The irony of the butterfly is that it arrives from such a grubby, ugly little thing… ugly like Wednesday morning, the morning I woke to the oppressive defeat in the previous night’s election.
Hours of Shakespearean soliloquy later, certain only of the nobility of death over the indignity of life in this body that is not mine, with the whole of my intellect, I could not comprehend what I was feeling. It wasn’t just the bitterness of defeat, it was something else entirely, something much heavier.

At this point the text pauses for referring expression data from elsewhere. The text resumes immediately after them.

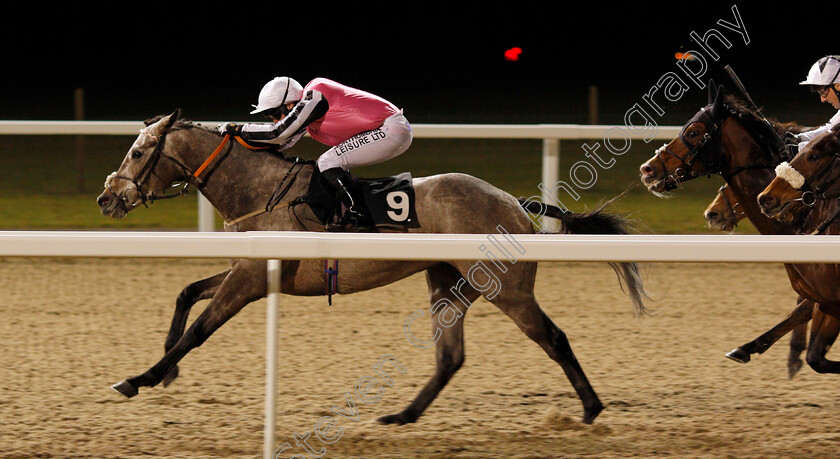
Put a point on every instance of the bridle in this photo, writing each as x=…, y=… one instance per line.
x=148, y=170
x=814, y=188
x=145, y=173
x=732, y=215
x=811, y=192
x=694, y=150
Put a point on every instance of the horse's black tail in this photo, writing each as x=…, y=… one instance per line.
x=599, y=221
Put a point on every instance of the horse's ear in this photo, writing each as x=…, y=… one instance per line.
x=717, y=108
x=173, y=118
x=712, y=91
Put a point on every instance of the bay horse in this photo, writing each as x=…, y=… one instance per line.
x=728, y=139
x=805, y=192
x=723, y=214
x=239, y=183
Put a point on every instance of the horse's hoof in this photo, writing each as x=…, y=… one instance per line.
x=590, y=414
x=793, y=367
x=738, y=355
x=125, y=388
x=170, y=377
x=398, y=419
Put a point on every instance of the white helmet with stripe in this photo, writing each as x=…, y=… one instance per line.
x=276, y=93
x=824, y=72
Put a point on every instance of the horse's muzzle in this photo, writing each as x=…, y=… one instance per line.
x=110, y=205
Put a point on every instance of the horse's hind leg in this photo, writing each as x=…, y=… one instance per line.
x=531, y=319
x=244, y=284
x=450, y=342
x=824, y=330
x=800, y=315
x=515, y=297
x=798, y=343
x=191, y=294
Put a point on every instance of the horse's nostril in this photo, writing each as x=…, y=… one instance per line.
x=766, y=201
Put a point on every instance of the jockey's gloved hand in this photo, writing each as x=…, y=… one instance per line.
x=230, y=128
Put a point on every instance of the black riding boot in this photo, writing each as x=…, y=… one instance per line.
x=355, y=218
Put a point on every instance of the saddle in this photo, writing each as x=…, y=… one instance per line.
x=389, y=201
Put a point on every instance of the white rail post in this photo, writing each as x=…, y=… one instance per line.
x=550, y=176
x=271, y=333
x=206, y=214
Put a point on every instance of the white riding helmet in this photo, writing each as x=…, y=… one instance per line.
x=824, y=72
x=277, y=92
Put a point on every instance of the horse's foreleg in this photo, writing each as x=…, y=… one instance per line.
x=240, y=287
x=450, y=343
x=824, y=330
x=798, y=343
x=800, y=315
x=191, y=294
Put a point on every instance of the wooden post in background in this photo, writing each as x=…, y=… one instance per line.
x=593, y=105
x=79, y=115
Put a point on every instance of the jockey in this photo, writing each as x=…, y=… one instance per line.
x=824, y=79
x=361, y=129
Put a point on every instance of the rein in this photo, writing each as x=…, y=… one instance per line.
x=148, y=170
x=732, y=217
x=713, y=132
x=812, y=193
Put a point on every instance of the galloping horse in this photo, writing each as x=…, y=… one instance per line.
x=805, y=192
x=727, y=138
x=239, y=183
x=721, y=214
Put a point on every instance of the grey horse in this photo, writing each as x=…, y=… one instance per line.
x=239, y=183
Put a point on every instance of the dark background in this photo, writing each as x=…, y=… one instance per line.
x=443, y=63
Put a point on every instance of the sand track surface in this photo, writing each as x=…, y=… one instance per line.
x=69, y=328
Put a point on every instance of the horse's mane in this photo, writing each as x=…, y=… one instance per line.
x=755, y=123
x=184, y=124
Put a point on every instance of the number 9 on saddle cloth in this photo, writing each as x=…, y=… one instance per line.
x=389, y=200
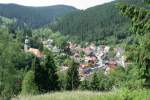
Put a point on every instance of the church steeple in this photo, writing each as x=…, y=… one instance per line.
x=26, y=44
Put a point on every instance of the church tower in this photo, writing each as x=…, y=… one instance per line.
x=26, y=44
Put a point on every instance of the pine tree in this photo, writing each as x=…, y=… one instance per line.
x=72, y=79
x=140, y=18
x=95, y=82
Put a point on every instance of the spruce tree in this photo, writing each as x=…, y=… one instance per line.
x=95, y=82
x=140, y=18
x=72, y=78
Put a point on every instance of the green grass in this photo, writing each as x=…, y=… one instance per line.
x=88, y=95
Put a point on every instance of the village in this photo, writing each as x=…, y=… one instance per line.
x=91, y=58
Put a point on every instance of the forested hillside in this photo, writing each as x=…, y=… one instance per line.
x=34, y=16
x=101, y=23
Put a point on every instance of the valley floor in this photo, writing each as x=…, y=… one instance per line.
x=89, y=95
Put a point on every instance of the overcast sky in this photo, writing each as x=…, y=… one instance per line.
x=80, y=4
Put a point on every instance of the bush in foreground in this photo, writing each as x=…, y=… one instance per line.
x=28, y=85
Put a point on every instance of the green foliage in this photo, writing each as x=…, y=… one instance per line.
x=72, y=78
x=95, y=82
x=85, y=85
x=28, y=85
x=50, y=79
x=140, y=18
x=10, y=56
x=33, y=16
x=102, y=24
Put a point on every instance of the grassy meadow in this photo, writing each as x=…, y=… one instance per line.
x=89, y=95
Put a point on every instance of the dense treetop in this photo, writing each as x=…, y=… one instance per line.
x=34, y=16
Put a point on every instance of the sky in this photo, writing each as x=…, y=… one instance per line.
x=80, y=4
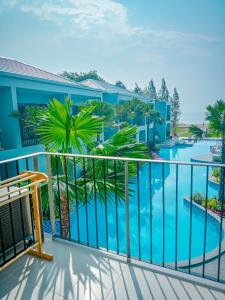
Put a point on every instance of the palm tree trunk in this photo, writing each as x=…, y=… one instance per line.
x=222, y=177
x=154, y=133
x=147, y=137
x=64, y=216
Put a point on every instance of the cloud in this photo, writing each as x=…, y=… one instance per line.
x=106, y=19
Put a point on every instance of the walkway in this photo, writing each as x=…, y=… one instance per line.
x=83, y=273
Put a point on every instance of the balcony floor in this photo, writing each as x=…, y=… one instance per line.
x=81, y=273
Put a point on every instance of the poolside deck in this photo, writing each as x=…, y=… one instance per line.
x=82, y=273
x=203, y=159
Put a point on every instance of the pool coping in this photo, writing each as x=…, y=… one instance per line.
x=213, y=254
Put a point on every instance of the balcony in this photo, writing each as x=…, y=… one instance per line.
x=141, y=239
x=79, y=272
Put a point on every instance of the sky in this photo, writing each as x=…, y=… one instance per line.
x=127, y=40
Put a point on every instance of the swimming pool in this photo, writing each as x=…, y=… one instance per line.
x=144, y=245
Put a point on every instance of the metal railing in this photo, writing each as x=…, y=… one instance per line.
x=134, y=207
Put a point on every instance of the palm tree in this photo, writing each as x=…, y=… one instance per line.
x=103, y=110
x=148, y=112
x=59, y=130
x=156, y=118
x=216, y=117
x=198, y=133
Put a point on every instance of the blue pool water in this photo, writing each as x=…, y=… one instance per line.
x=144, y=238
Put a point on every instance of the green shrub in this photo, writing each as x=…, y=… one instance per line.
x=198, y=197
x=213, y=204
x=216, y=172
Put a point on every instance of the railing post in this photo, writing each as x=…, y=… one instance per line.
x=36, y=169
x=50, y=194
x=127, y=208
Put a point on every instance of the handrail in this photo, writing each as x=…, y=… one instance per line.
x=113, y=158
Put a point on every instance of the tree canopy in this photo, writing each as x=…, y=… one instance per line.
x=163, y=92
x=120, y=84
x=75, y=76
x=152, y=90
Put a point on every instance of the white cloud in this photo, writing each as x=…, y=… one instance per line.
x=106, y=19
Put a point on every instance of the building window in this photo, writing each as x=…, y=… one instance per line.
x=28, y=135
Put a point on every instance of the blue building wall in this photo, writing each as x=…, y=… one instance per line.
x=18, y=90
x=163, y=108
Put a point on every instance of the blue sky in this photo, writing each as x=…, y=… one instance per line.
x=132, y=41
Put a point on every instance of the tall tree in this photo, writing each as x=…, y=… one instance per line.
x=163, y=92
x=137, y=89
x=120, y=84
x=175, y=111
x=216, y=117
x=152, y=90
x=74, y=76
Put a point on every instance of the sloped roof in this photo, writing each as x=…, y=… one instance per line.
x=15, y=67
x=108, y=87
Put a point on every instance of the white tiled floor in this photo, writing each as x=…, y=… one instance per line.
x=82, y=273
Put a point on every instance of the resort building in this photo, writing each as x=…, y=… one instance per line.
x=22, y=85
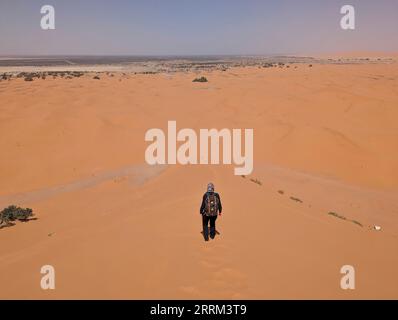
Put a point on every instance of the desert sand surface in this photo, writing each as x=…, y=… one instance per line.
x=325, y=140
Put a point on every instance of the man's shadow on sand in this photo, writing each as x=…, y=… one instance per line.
x=209, y=235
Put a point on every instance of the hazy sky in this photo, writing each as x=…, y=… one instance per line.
x=185, y=27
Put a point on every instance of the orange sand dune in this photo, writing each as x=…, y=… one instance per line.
x=113, y=227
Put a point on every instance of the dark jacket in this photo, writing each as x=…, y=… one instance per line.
x=203, y=206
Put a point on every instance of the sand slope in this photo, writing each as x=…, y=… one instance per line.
x=113, y=227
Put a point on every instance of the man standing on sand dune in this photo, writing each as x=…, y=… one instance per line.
x=210, y=208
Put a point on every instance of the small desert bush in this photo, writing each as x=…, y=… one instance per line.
x=13, y=213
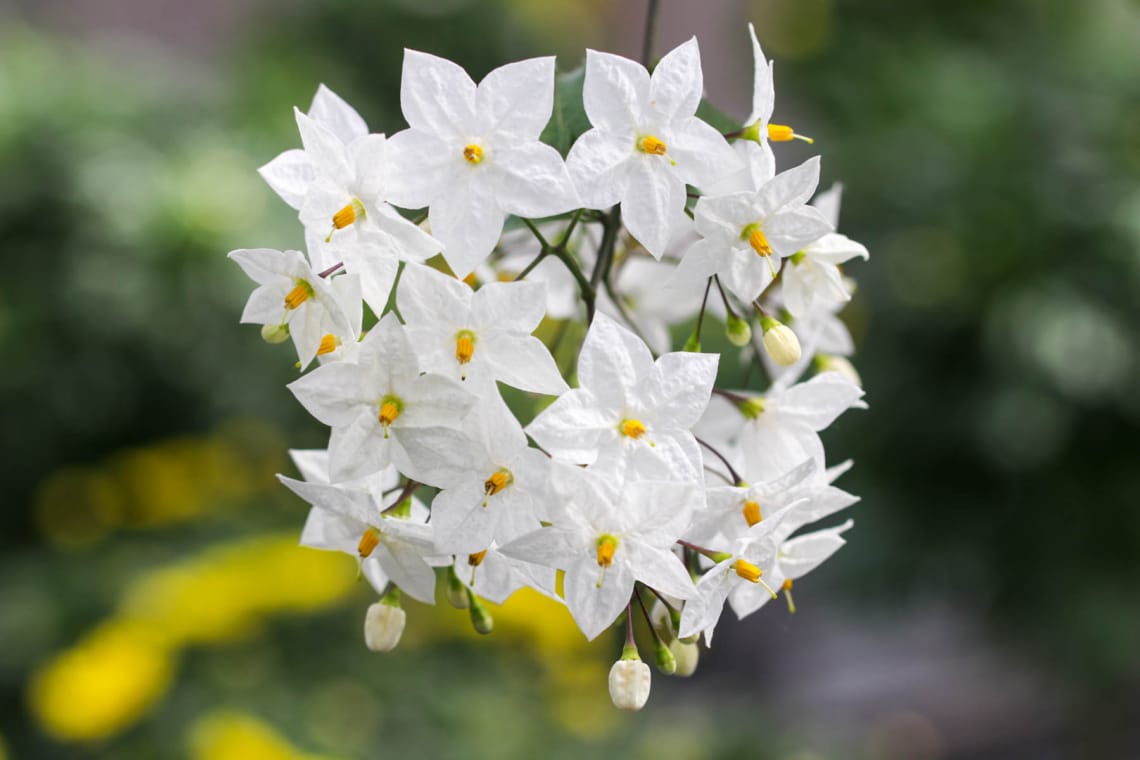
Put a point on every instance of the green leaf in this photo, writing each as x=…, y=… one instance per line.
x=717, y=117
x=568, y=121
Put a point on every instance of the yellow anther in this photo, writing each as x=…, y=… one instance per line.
x=327, y=344
x=368, y=541
x=758, y=240
x=298, y=295
x=752, y=513
x=607, y=545
x=464, y=346
x=747, y=570
x=783, y=133
x=473, y=154
x=497, y=482
x=632, y=428
x=389, y=411
x=651, y=145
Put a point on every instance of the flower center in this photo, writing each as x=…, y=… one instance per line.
x=632, y=428
x=651, y=145
x=747, y=570
x=390, y=408
x=300, y=293
x=607, y=545
x=472, y=154
x=752, y=513
x=368, y=541
x=757, y=239
x=327, y=344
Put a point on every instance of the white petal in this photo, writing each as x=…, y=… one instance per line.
x=516, y=99
x=338, y=116
x=599, y=165
x=436, y=95
x=531, y=181
x=650, y=206
x=615, y=94
x=675, y=89
x=290, y=176
x=421, y=166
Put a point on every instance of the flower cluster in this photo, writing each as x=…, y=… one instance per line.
x=646, y=488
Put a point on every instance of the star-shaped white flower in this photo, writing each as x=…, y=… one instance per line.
x=293, y=300
x=494, y=485
x=605, y=537
x=629, y=416
x=813, y=279
x=478, y=336
x=746, y=235
x=472, y=154
x=371, y=402
x=348, y=517
x=646, y=142
x=338, y=184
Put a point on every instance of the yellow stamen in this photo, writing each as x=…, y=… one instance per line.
x=759, y=242
x=473, y=154
x=787, y=589
x=496, y=482
x=327, y=344
x=464, y=346
x=651, y=145
x=747, y=570
x=632, y=428
x=783, y=133
x=752, y=513
x=298, y=295
x=607, y=545
x=368, y=541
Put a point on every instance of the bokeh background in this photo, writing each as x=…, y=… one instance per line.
x=153, y=603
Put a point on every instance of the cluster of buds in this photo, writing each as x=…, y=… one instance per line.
x=649, y=487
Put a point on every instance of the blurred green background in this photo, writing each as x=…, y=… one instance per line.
x=153, y=603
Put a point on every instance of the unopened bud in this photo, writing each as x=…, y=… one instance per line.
x=383, y=626
x=275, y=333
x=665, y=660
x=480, y=618
x=456, y=591
x=739, y=331
x=686, y=655
x=780, y=342
x=629, y=681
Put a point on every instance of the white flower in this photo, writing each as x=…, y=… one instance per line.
x=608, y=536
x=292, y=295
x=472, y=153
x=383, y=626
x=371, y=402
x=744, y=235
x=478, y=336
x=494, y=487
x=646, y=142
x=391, y=548
x=338, y=185
x=629, y=414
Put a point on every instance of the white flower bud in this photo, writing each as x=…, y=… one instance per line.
x=686, y=654
x=780, y=342
x=383, y=626
x=629, y=680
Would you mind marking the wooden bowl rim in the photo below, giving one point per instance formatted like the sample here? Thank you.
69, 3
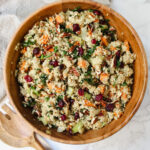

I knew that the heaviness in my heart wasn’t the result of disillusionment. After all, as an incarcerated trans woman facing bigotry and misogyny on a daily basis, and with the murders in Orlando and Ferguson still fresh, I live under no illusion that the battle has been won. If anything, this election simply confirmed the fight that remains. But I still couldn’t put a finger on what this heaviness was or why.
Three days passed feeling this uncertainty. I thought of my friends’ fearful voices of despair and rage, and I imagined their faces, tear-streaked with agony for what had just happened, tearing at a long-ago scabbed wound. And then, wound laid bare once again, an epiphany drove from my mind the veil of uncertainty.
With stark, numbing realization, I discerned the precise source of this heaviness. Only once in my life have I heard the voice of submissive defeat. Twenty years ago, as I sat in the courtroom an accused murderer, I also witnessed incredible tragedy. That day I realized how a single act – an irretrievable moment in time— can lead to monumental destruction.